Hussain’s looming execution follows the government’s decision on December 16, 2014, to rescind a four year unofficial death penalty moratorium for non-military personnel “in terrorism related cases.” That decision was an explicit government reaction to the December 16 attack by the Pakistani Taliban splinter group Tehreek-e-Taliban (TTP) on a school in Peshawar in northwestern Pakistan that left at least 148 dead – almost all children. Sharif’s decision has led to more than 20 executions of people convicted of terrorism-related charges. On March 10, the Interior Ministry officials confirmed that Pakistan’s Ministry of Interior had lifted its death penalty moratorium for all capital crimes and instructed provincial governments to proceed with executions according to law.

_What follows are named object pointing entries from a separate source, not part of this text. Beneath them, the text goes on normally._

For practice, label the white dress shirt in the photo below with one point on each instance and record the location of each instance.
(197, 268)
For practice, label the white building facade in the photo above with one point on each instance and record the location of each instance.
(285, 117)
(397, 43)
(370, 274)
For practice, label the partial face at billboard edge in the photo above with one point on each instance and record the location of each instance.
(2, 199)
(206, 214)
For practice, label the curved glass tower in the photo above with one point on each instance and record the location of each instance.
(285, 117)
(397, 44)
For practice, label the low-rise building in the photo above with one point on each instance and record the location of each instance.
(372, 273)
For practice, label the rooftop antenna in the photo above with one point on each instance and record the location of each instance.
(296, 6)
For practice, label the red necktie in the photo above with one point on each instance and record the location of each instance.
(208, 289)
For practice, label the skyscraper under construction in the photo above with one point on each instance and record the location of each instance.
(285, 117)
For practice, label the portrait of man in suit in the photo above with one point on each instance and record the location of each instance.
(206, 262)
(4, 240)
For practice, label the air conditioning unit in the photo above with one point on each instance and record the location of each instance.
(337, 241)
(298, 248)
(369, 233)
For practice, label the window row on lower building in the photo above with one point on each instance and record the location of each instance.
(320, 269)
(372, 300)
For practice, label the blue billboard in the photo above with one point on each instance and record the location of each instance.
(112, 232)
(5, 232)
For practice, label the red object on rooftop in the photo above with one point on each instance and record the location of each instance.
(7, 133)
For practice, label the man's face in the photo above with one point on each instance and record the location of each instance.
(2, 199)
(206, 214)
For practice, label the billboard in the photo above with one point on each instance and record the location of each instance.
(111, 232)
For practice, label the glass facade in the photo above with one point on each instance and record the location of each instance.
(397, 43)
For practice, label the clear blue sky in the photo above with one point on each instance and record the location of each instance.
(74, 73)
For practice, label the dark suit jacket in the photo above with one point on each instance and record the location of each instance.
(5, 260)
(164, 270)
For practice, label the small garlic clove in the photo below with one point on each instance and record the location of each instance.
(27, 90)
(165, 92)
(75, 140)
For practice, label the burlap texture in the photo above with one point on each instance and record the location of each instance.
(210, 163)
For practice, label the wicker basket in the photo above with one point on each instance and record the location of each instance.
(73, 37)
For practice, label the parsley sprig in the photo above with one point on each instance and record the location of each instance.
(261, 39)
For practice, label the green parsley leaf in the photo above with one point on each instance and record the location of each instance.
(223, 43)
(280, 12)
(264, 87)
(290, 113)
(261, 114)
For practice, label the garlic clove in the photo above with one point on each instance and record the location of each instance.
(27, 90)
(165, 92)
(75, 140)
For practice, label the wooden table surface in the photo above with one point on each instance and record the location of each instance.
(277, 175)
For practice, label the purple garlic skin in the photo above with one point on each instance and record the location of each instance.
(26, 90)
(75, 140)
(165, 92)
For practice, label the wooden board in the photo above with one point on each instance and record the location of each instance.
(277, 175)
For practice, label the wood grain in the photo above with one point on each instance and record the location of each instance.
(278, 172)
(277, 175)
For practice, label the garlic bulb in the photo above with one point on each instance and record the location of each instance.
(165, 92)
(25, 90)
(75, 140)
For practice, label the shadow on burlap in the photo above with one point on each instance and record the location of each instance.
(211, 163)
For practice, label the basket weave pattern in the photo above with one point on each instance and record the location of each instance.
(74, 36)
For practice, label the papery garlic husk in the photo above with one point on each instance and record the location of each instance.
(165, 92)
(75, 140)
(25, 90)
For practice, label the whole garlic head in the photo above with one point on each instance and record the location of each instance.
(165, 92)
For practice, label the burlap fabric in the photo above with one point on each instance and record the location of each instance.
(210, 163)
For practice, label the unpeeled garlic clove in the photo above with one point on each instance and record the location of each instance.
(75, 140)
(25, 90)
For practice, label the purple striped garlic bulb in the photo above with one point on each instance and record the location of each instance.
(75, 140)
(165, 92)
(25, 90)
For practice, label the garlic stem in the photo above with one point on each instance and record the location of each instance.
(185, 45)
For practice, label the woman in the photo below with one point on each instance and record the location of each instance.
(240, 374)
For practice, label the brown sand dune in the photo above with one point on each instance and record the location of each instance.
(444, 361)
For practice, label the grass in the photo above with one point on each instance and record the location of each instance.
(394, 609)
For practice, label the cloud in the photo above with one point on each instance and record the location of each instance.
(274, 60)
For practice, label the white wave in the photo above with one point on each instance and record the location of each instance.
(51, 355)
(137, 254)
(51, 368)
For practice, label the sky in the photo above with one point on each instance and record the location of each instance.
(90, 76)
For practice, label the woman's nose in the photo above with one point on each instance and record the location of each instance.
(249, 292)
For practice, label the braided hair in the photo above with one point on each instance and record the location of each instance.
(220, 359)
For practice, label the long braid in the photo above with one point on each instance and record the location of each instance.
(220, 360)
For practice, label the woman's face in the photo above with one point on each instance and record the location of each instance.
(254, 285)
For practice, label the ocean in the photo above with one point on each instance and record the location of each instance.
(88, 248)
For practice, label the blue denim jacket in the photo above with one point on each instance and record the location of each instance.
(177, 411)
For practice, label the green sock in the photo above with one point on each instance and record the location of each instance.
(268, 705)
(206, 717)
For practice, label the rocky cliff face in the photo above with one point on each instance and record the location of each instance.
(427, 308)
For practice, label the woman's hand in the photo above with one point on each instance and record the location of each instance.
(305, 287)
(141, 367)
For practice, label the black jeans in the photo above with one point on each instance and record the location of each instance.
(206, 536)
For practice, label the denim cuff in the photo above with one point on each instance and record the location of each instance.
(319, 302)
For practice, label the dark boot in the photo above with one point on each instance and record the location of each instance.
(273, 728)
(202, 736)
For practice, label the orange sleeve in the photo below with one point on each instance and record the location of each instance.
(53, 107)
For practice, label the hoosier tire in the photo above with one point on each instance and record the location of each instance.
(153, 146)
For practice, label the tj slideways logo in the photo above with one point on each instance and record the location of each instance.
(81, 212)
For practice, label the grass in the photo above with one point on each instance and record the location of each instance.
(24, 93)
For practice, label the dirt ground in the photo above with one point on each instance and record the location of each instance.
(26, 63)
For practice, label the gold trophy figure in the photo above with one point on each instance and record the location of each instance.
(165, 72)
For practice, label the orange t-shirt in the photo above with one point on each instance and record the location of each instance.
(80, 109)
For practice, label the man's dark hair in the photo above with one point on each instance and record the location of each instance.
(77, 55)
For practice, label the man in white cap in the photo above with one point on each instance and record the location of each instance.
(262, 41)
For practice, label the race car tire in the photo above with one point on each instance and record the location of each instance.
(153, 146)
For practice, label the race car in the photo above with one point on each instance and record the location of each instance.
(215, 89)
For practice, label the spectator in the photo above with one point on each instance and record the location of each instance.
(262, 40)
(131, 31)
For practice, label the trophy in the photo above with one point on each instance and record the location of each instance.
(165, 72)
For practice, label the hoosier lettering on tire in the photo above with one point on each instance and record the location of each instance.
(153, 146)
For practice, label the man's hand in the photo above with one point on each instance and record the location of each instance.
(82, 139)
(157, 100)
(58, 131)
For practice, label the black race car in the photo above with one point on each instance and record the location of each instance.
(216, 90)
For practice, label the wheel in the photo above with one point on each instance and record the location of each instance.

Pakistan has ratified both the International Covenant on Civil and Political Rights and the Convention on the Rights of the Child, which specifically prohibit capital punishment of anyone who was under 18 at the time of the offense. The prohibition is absolute. In July 2000, Pakistan issued an ordinance banning the death penalty for crimes by people under 18. However, the ordinance requires the existence of dedicated juvenile courts and other mechanisms not provided for by law in all parts of Pakistan, leaving juvenile offenders at risk of trial as adults in capital cases. Human Rights Watch recognizes that children should be held accountable for murder and other serious crimes. However, courts should take into account the ways that young people are different from adults, including that they are both less culpable and also uniquely capable of rehabilitation.

Human Rights Watch could last confirm Pakistan’s execution of an alleged child offender on June 13, 2006, when authorities in Peshawar hanged Mutabar Khan. A trial court in Swabi had sentenced Khan to death on October 6, 1998, for the alleged murder of five people in April 1996. During his appeal, Khan provided the court with a school-leaving certificate to support his claim that he was 16 at the time of the killings, and contended that authorities knew he was a child because they held him in the juvenile wing of the Peshawar Central Prison for two years. Since Khan’s execution, only five other places are known to have executed people for crimes committed as children: Iran, YemenSaudi Arabia, Sudan, and Hamas authorities in Gaza.

Human Rights Watch opposes the death penalty in all circumstances as an inherently irreversible, inhumane punishment. Human rights law requires adherence to the right to a fair trial and limits the death penalty to “the most serious crimes,” typically crimes resulting in death or grievous bodily harm. Pakistan should join with the many countries already committed to the UN General Assembly’s December 18, 2007 resolution calling for a moratorium on executions and a move by UN member countries toward abolition of the death penalty.

“Pakistan’s president should immediately commute Shafqat Hussein’s execution and prevent a serious human rights violation,” Kine said. “Above all, Pakistan’s government should reaffirm its commitments to fundamental human rights and the rights of children by explicitly rejecting the odious practice of executing child offenders.”